The plans, similiar to proposals by a citizens' group and the county staff, will allow roughly 2.5 million square feet of new offices, hotels, and stores in the neighborhood, once called Northern Virginia's downtown.
The new land-use plans would more than double the existing million square feet of commercial space in the area. Under a new zoning classification, 6- to 10-story offices will be permitted near the recently approved 14-story Olmsted Foundation Building, which is expected to be the centerpiece of new construction near the Metro stop.
"It was a good step toward redevelopment in Clarendon, and at the same time toward preservation of the surrounding single-family neighborhood," said William Gearhart, president of the Lyon Village Citizens Association, which joined with four other neighborhood groups in backing the proposals of the Ballston-Virginia Square Citizens' Coalition.

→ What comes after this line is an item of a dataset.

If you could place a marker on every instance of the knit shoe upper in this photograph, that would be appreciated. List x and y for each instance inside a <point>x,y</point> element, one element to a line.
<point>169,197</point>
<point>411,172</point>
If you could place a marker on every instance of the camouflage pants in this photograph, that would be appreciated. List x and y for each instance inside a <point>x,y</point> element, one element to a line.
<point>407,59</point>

Until the late 1950s, the Clarendon area was a hub of business and social activity in the county. In recent years many of the older businesses left, to be replaced by what some call "Little Saigon," a collection of small businesses run by former Asian refugees. The small size of many Clarendon land parcels is one reason county staffers predict most the proposed redevelopment will not occur until the 1990s.
Advocates of a rival plan backed by the county planning commission warned that the coalition plan is too restrictive and provides insufficient incentives for developers. "I see no reason for a 2.5 million square feet cap on the Metro line," said John F. Schiller, president of the Clarendon Business Association. "A six million cap would be more realistic."

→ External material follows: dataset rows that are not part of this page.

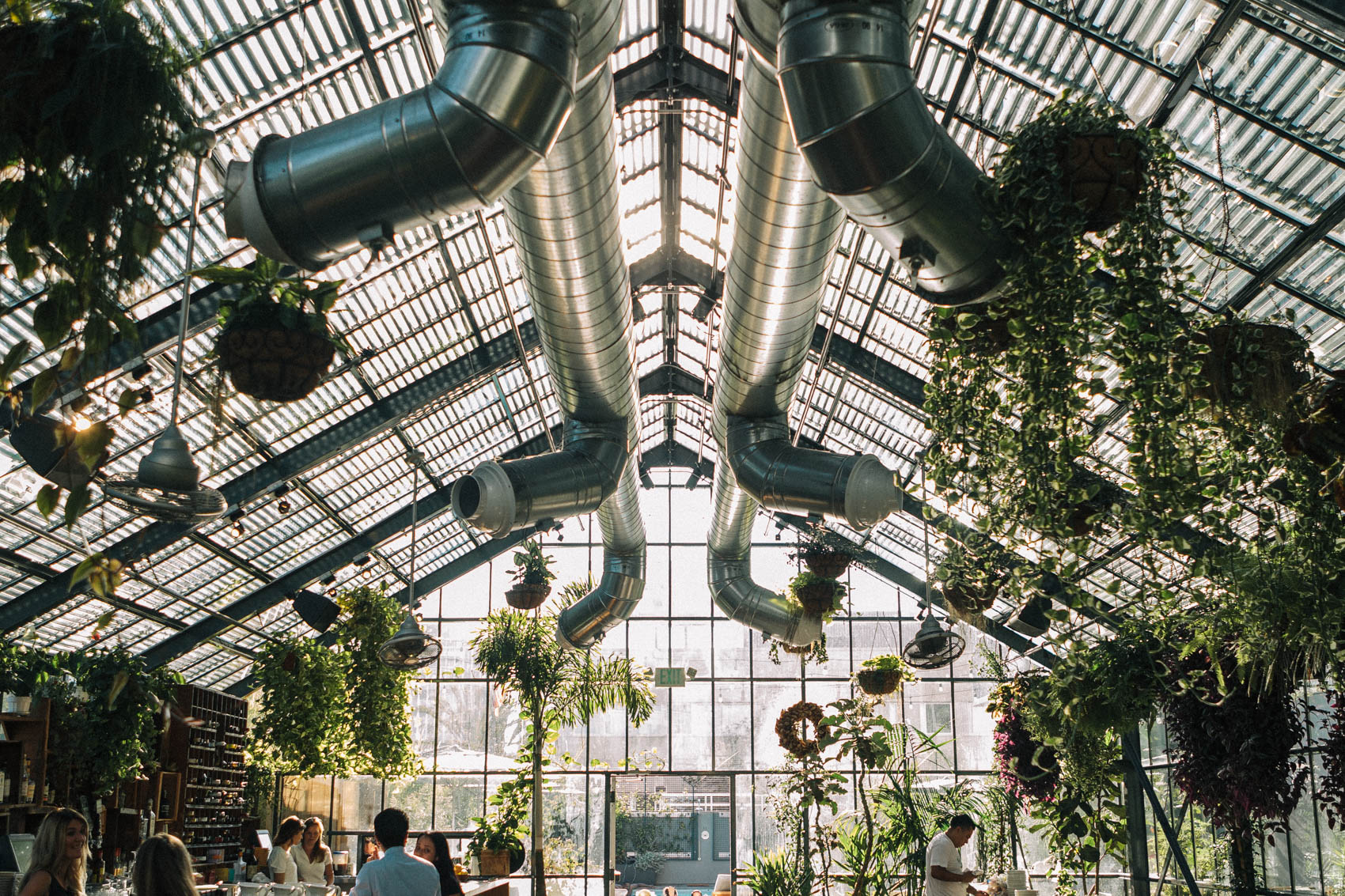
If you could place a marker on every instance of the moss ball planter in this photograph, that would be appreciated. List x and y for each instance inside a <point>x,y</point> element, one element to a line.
<point>528,595</point>
<point>878,682</point>
<point>791,728</point>
<point>828,564</point>
<point>1102,174</point>
<point>273,364</point>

The approved plan does not specifically mention the 2.5 million figure, but that is the amount of commercial space the county staff estimated the new plan will allow.

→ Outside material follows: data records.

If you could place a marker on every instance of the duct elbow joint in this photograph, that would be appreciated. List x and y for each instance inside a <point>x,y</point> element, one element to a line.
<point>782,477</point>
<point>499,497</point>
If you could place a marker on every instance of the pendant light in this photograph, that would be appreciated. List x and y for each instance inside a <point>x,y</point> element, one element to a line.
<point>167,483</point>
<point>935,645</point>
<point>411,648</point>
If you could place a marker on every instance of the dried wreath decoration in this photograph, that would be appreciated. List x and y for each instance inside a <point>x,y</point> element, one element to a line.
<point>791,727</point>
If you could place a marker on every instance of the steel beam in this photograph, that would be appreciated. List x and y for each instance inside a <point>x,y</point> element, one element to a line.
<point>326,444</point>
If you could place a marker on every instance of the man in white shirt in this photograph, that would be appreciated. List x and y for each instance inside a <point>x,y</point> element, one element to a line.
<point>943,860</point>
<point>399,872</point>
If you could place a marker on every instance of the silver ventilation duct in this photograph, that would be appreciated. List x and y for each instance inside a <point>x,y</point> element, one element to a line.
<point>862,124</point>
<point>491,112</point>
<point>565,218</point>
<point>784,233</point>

The board voted unaminously for the final plan, after board member Walter L. Frankland failed to gain support for allowing more development near the Metro stop. "I think it's so important that Clarendon not just be a string of offices," board member Ellen C. Bozman said later.
"I think the board would like to preserve the Main Street U.S.A. character of Clarendon, and that in 20 years it would have more of the character of M Street in downtown Washington than of Crystal City," said Robert M. Glidden, who was active in the citizens' coalition. Glidden expressed concern in an interview, however, that the new plan may lead to pressure for additional commercial development in the surrounding residential neighborhoods.
The county board directed its staff to draw up requirements for building heights to decrease farther away from the Olmsted Building in areas bordered by Wilson and Washington boulevards. Two other areas on North 10th Street and North Fillmore Street may be rezoned later to a second new classification permitting stores, townhouses and small professional offices, board members said.
In other action, the board appointed Charles G. Flinn as county attorney. Flinn had been acting as county attorney since last summer when Jerry K. Emrich resigned. Flinn will be directly responsible to the county board instead of the county manager under new state legislation which took effect this month.